Attendance/Agenda:
Deepak (Vertica):
- indexing discussion
Wes (twosigma):
- indexing discussion
- parquet-cpp 1.1
Marcel (Cloudera Impala):
- Index proposal
- sort order clarification went in
Julien (Dremio):
- indexing
- protos
Lukas (parquet-proto):
- parquet-proto
Notes:
- parquet-proto:
- 3 changes on the way:
- issue with protos repeated field that often are not read by other
integrations
- add support for protos generic types (may break compatibility?)
- schema evolution using ids in photo fields.
- Lukas to send JIRAs
- would want to merge them soon and have a release
- Index proposal for improving point queries and range queries.
https://docs.google.com/document/d/1sBACp8Lbutuj1Zxdowvsrlm8ku4BFxf8U_Do5K2wSO4/edit#
- todo (Marcel): clarify mechanism to store OffsetIndex and ColumnIndex
outside the footer (probably just before).

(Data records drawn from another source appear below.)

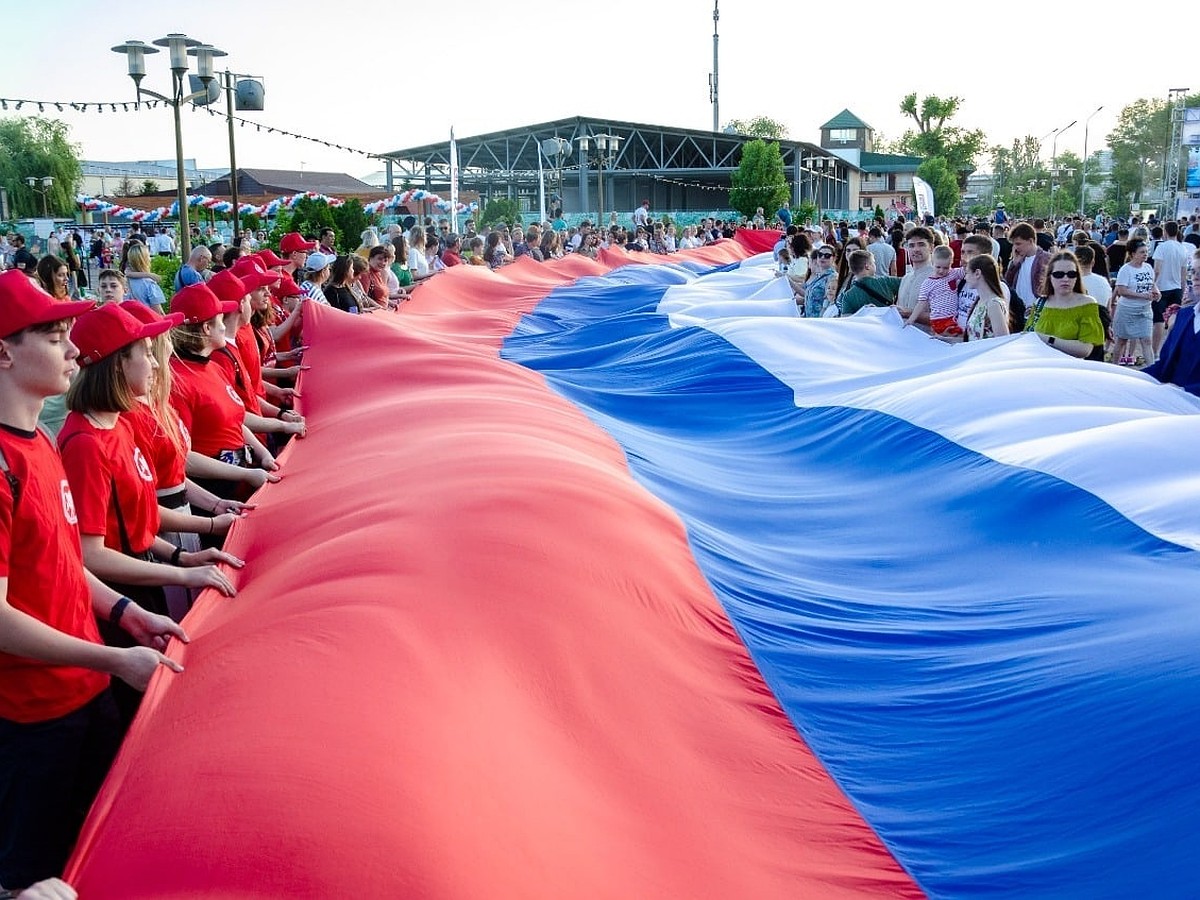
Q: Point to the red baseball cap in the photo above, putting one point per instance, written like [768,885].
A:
[197,304]
[24,304]
[286,288]
[251,271]
[105,330]
[228,287]
[294,241]
[270,258]
[147,315]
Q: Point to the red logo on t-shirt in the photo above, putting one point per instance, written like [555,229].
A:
[67,503]
[142,466]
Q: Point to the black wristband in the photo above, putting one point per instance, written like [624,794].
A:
[114,615]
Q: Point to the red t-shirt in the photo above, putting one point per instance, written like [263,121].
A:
[232,360]
[96,460]
[247,346]
[169,465]
[41,557]
[208,405]
[265,346]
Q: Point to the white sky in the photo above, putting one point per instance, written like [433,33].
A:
[394,73]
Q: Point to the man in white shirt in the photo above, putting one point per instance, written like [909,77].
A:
[1170,274]
[1096,286]
[918,249]
[585,229]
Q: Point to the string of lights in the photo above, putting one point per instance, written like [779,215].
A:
[78,106]
[285,132]
[19,103]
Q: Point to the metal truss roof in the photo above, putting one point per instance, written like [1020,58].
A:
[645,149]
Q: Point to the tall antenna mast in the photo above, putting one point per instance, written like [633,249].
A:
[713,78]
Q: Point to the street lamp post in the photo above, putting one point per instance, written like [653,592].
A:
[180,48]
[1054,161]
[1083,187]
[47,181]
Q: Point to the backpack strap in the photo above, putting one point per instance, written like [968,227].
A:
[13,481]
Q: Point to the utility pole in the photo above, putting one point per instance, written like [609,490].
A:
[713,79]
[1175,101]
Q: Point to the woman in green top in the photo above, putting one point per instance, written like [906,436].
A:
[1067,318]
[400,262]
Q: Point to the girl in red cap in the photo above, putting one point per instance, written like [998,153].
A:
[59,729]
[226,457]
[166,443]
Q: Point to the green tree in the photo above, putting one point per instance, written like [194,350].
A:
[759,180]
[1139,143]
[935,137]
[761,126]
[309,216]
[1067,184]
[39,148]
[947,193]
[349,221]
[499,209]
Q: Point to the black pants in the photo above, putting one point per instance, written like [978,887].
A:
[49,775]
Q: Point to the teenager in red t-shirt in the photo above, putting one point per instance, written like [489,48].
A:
[111,478]
[59,729]
[243,370]
[264,313]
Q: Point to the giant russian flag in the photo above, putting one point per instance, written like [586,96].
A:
[615,580]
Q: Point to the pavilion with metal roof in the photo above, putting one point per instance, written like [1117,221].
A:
[675,168]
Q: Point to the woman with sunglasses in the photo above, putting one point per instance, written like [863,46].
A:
[821,288]
[1066,317]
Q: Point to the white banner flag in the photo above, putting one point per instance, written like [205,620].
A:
[454,181]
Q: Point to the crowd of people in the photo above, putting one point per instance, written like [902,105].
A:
[135,429]
[1105,291]
[113,509]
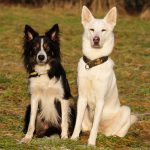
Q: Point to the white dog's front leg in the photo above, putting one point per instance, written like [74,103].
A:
[31,128]
[82,103]
[65,118]
[97,117]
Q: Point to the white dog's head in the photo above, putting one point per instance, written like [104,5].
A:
[98,32]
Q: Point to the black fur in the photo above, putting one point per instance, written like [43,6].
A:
[52,49]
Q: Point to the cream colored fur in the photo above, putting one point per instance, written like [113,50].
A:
[98,107]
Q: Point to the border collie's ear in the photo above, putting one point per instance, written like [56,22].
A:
[53,33]
[29,33]
[111,16]
[86,15]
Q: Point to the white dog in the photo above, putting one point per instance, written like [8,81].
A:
[98,107]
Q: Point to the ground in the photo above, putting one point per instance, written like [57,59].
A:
[132,67]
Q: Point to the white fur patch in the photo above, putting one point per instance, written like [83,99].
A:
[47,91]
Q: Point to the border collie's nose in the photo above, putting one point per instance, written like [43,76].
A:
[41,57]
[96,39]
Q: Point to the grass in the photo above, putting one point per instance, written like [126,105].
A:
[131,56]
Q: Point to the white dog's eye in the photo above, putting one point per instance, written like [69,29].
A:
[92,30]
[103,30]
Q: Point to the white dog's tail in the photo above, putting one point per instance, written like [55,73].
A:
[139,117]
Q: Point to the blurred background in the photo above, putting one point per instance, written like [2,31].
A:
[130,7]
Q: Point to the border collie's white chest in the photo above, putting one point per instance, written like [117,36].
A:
[47,91]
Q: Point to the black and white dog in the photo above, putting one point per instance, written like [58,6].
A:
[50,110]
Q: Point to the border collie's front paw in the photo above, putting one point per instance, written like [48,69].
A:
[26,140]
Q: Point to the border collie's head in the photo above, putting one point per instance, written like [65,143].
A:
[40,50]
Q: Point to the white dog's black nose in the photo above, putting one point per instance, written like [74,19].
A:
[41,57]
[96,39]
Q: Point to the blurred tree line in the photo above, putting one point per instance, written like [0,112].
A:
[132,7]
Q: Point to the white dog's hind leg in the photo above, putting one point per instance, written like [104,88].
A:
[121,123]
[96,121]
[123,131]
[87,120]
[81,106]
[65,120]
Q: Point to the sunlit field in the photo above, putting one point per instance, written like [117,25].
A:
[131,55]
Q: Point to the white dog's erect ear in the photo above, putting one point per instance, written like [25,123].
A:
[111,16]
[86,15]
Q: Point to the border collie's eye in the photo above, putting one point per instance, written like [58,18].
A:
[103,30]
[92,30]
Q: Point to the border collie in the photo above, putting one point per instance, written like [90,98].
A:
[98,107]
[50,110]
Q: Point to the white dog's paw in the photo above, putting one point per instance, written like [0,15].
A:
[65,136]
[91,142]
[26,140]
[74,137]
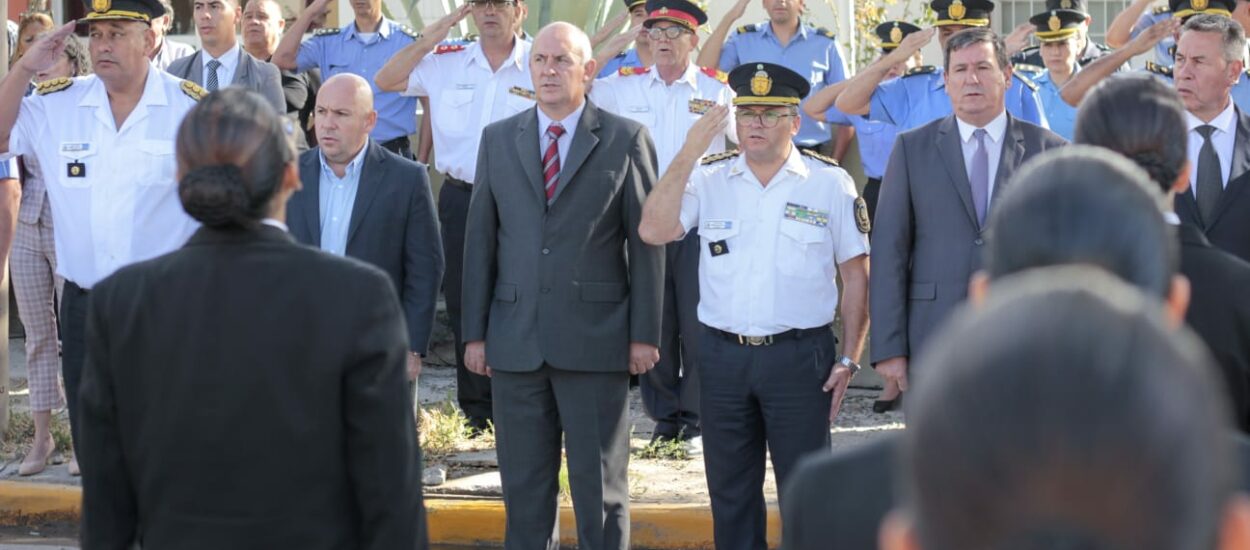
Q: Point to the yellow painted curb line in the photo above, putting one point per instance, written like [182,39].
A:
[468,521]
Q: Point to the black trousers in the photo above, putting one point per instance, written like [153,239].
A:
[759,400]
[473,390]
[74,300]
[670,391]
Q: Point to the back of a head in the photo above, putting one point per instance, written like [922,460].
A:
[1140,118]
[1083,205]
[233,150]
[1079,421]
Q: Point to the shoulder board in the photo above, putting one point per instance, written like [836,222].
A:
[194,90]
[1028,83]
[49,86]
[719,156]
[819,156]
[633,70]
[1158,69]
[716,74]
[920,70]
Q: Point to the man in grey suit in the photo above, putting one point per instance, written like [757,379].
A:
[561,299]
[221,61]
[929,226]
[366,203]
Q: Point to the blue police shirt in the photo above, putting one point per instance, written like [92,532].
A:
[625,59]
[344,50]
[813,53]
[920,98]
[1060,115]
[875,140]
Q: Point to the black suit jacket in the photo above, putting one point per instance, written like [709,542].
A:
[1229,228]
[1219,311]
[248,393]
[394,226]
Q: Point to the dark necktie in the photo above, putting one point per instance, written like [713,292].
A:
[1210,184]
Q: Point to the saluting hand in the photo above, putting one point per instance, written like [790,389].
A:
[48,50]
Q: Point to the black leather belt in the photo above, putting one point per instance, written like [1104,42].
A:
[793,334]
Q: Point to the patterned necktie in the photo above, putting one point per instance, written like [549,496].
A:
[551,159]
[1210,184]
[210,81]
[980,176]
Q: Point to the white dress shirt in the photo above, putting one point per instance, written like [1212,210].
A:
[465,95]
[1221,139]
[993,146]
[784,243]
[124,205]
[665,109]
[229,65]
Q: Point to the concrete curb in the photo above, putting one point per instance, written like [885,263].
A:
[453,520]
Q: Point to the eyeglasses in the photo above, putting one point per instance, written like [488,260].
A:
[766,119]
[671,33]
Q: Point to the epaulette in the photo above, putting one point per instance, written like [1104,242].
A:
[194,90]
[819,156]
[633,70]
[1028,83]
[920,70]
[58,84]
[716,74]
[719,156]
[1158,69]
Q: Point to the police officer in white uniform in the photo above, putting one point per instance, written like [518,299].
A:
[469,86]
[105,143]
[776,226]
[668,99]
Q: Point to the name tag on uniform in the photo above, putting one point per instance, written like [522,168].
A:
[701,105]
[805,215]
[523,93]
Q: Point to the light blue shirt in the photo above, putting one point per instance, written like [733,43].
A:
[810,54]
[1060,115]
[875,140]
[626,59]
[344,51]
[338,196]
[914,100]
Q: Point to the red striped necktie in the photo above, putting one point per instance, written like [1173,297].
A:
[551,159]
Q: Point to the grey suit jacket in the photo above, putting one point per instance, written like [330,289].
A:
[569,284]
[926,241]
[259,76]
[393,226]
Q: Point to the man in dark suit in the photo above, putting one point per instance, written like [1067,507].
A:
[221,61]
[370,204]
[561,299]
[930,221]
[1219,133]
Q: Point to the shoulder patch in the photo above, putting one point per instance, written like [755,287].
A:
[716,74]
[194,90]
[53,85]
[920,70]
[719,156]
[819,156]
[1158,69]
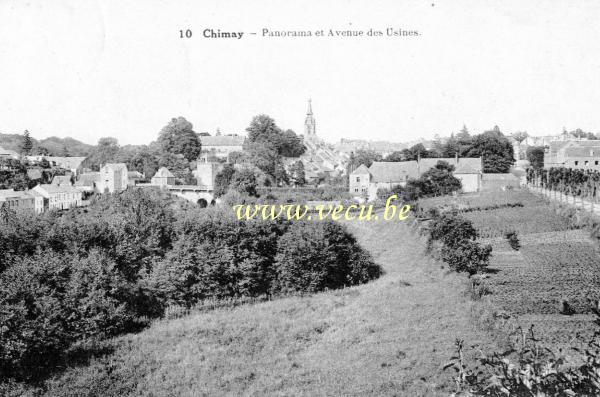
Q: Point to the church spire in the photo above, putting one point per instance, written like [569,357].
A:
[310,125]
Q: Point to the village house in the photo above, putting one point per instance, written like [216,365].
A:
[60,197]
[582,154]
[163,177]
[22,201]
[114,178]
[73,164]
[8,154]
[364,182]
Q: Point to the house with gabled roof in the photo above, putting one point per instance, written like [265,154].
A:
[163,177]
[364,182]
[113,178]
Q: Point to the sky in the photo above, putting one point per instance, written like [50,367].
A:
[89,69]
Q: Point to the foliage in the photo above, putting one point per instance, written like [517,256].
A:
[297,174]
[535,155]
[362,156]
[13,175]
[529,369]
[26,144]
[437,181]
[513,240]
[178,137]
[223,179]
[244,181]
[459,249]
[267,143]
[312,257]
[496,150]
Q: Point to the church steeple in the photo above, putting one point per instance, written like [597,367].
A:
[310,125]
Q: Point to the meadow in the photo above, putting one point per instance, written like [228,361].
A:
[391,336]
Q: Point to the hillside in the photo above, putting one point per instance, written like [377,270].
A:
[54,145]
[388,337]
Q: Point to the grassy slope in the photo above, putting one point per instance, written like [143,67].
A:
[389,337]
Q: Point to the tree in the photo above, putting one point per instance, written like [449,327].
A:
[291,144]
[451,148]
[297,174]
[363,156]
[535,155]
[496,150]
[520,136]
[178,137]
[223,179]
[244,181]
[26,144]
[105,152]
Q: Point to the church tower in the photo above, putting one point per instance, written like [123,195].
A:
[310,125]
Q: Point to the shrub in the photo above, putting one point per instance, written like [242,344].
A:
[513,240]
[314,256]
[451,229]
[34,315]
[467,256]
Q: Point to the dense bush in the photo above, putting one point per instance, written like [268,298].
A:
[90,273]
[513,240]
[315,256]
[451,229]
[459,248]
[467,256]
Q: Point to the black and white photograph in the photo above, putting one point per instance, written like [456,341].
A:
[299,198]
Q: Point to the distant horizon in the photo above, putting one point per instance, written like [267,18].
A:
[82,69]
[213,133]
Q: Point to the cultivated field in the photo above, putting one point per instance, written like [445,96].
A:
[556,262]
[389,337]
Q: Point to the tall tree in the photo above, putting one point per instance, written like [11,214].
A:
[535,155]
[178,137]
[496,150]
[297,174]
[26,144]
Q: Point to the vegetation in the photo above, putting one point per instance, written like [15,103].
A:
[87,274]
[459,250]
[384,338]
[437,181]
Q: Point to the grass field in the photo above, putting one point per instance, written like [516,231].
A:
[388,337]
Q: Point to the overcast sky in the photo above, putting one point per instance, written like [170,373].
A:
[89,69]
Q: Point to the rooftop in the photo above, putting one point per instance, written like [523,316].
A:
[222,140]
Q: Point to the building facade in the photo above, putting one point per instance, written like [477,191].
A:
[113,178]
[583,154]
[163,177]
[60,197]
[364,182]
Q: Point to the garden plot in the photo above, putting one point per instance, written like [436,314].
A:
[536,279]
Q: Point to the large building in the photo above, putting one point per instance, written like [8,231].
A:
[22,201]
[364,182]
[584,154]
[60,197]
[320,158]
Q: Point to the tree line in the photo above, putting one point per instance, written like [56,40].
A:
[77,276]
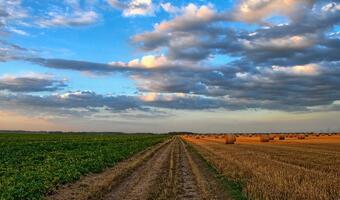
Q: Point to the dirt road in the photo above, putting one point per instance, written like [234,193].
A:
[168,171]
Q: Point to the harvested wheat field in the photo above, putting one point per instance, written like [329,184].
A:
[293,168]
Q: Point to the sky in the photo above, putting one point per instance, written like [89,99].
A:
[161,65]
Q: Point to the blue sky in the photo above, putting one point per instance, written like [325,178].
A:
[156,65]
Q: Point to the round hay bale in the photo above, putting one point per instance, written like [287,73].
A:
[264,138]
[301,137]
[230,139]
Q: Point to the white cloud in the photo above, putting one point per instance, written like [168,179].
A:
[134,7]
[331,7]
[148,61]
[309,69]
[190,16]
[258,10]
[168,7]
[290,42]
[79,18]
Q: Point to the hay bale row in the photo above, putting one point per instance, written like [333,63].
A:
[301,137]
[264,138]
[230,139]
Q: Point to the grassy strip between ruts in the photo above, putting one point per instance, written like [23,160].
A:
[32,165]
[233,188]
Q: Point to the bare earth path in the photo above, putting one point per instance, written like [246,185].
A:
[167,171]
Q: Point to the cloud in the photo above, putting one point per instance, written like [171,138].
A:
[76,103]
[149,61]
[290,67]
[134,7]
[78,18]
[309,69]
[259,10]
[195,37]
[31,83]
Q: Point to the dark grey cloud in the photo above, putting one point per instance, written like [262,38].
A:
[31,84]
[71,102]
[188,37]
[290,67]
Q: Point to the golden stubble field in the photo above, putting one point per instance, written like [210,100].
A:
[293,168]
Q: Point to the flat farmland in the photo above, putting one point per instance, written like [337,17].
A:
[33,165]
[293,168]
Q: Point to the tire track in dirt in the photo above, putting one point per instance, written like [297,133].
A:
[171,171]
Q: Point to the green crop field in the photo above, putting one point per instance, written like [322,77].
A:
[32,165]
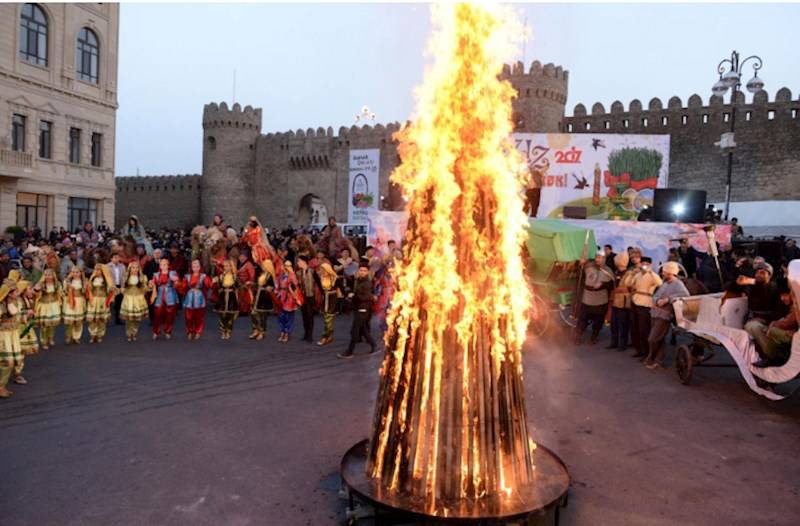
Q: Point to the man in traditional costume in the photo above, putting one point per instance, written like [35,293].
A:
[264,300]
[164,298]
[195,287]
[100,291]
[11,357]
[331,293]
[290,298]
[134,305]
[74,306]
[227,304]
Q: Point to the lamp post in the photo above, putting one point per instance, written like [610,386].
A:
[730,77]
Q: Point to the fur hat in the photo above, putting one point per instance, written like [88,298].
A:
[671,267]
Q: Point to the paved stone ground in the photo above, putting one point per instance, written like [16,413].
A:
[246,433]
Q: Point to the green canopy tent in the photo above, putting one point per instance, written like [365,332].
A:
[554,250]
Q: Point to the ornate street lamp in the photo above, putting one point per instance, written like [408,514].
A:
[730,77]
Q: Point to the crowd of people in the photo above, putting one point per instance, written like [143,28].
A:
[625,291]
[95,277]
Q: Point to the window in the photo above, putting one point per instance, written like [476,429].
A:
[97,149]
[81,210]
[33,35]
[45,140]
[32,210]
[18,133]
[75,145]
[86,56]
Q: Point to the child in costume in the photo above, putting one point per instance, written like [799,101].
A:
[28,340]
[263,301]
[134,305]
[100,292]
[47,311]
[195,287]
[164,299]
[11,357]
[227,305]
[289,298]
[331,294]
[74,305]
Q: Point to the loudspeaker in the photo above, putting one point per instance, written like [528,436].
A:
[678,204]
[574,212]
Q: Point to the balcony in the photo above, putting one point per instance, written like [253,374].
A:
[15,164]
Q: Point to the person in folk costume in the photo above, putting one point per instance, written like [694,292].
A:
[264,300]
[331,293]
[310,288]
[47,311]
[100,291]
[28,339]
[256,238]
[11,357]
[134,305]
[74,306]
[194,288]
[227,304]
[291,298]
[164,298]
[137,231]
[246,275]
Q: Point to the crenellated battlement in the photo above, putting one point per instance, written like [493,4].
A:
[188,182]
[220,116]
[675,116]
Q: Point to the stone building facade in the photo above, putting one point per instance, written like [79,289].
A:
[278,176]
[766,166]
[58,104]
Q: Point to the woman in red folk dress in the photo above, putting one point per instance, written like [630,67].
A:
[194,288]
[256,239]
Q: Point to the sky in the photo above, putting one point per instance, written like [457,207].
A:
[312,65]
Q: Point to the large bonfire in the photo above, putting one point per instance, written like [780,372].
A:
[450,420]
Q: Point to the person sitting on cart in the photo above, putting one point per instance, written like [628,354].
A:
[598,281]
[778,343]
[661,313]
[763,303]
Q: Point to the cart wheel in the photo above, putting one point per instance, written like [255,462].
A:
[683,364]
[540,320]
[565,312]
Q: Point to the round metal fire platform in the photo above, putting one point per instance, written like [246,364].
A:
[547,492]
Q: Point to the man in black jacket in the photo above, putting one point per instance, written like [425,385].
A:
[362,298]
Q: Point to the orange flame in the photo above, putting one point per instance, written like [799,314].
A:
[450,420]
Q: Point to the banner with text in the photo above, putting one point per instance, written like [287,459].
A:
[363,186]
[604,176]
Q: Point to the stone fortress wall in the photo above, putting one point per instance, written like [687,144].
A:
[275,175]
[161,200]
[766,163]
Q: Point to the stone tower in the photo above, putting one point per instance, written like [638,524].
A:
[541,96]
[229,142]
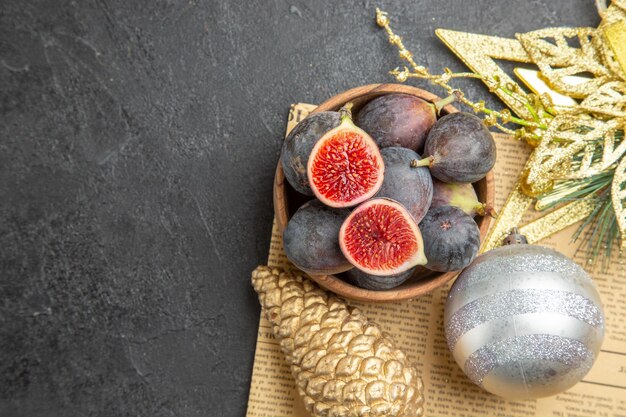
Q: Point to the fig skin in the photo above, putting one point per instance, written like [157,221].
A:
[400,120]
[411,187]
[377,283]
[298,146]
[311,239]
[462,196]
[451,238]
[460,149]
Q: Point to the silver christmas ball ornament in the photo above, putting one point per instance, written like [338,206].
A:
[524,321]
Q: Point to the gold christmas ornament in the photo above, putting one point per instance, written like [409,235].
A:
[575,118]
[344,365]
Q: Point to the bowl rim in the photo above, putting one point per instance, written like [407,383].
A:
[336,285]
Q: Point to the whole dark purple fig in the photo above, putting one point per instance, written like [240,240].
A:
[311,239]
[298,146]
[398,120]
[462,196]
[451,238]
[411,187]
[459,148]
[375,282]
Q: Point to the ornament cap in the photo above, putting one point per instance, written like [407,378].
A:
[515,238]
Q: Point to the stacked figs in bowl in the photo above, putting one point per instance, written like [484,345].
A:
[384,192]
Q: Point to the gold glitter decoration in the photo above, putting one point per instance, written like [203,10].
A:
[344,364]
[618,195]
[578,134]
[557,220]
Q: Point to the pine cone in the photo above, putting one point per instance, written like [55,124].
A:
[343,364]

- todo (Marcel): add other optional fields form statistics in
ColumnIndex (min, max, null_count, distinct_count)
- todo (everyone): iterate on the feedback
- impala prototype planned for June
- Logical types pull request:
https://github.com/apache/parquet-format/pull/51/files
- todo: give more feedback
--
Julien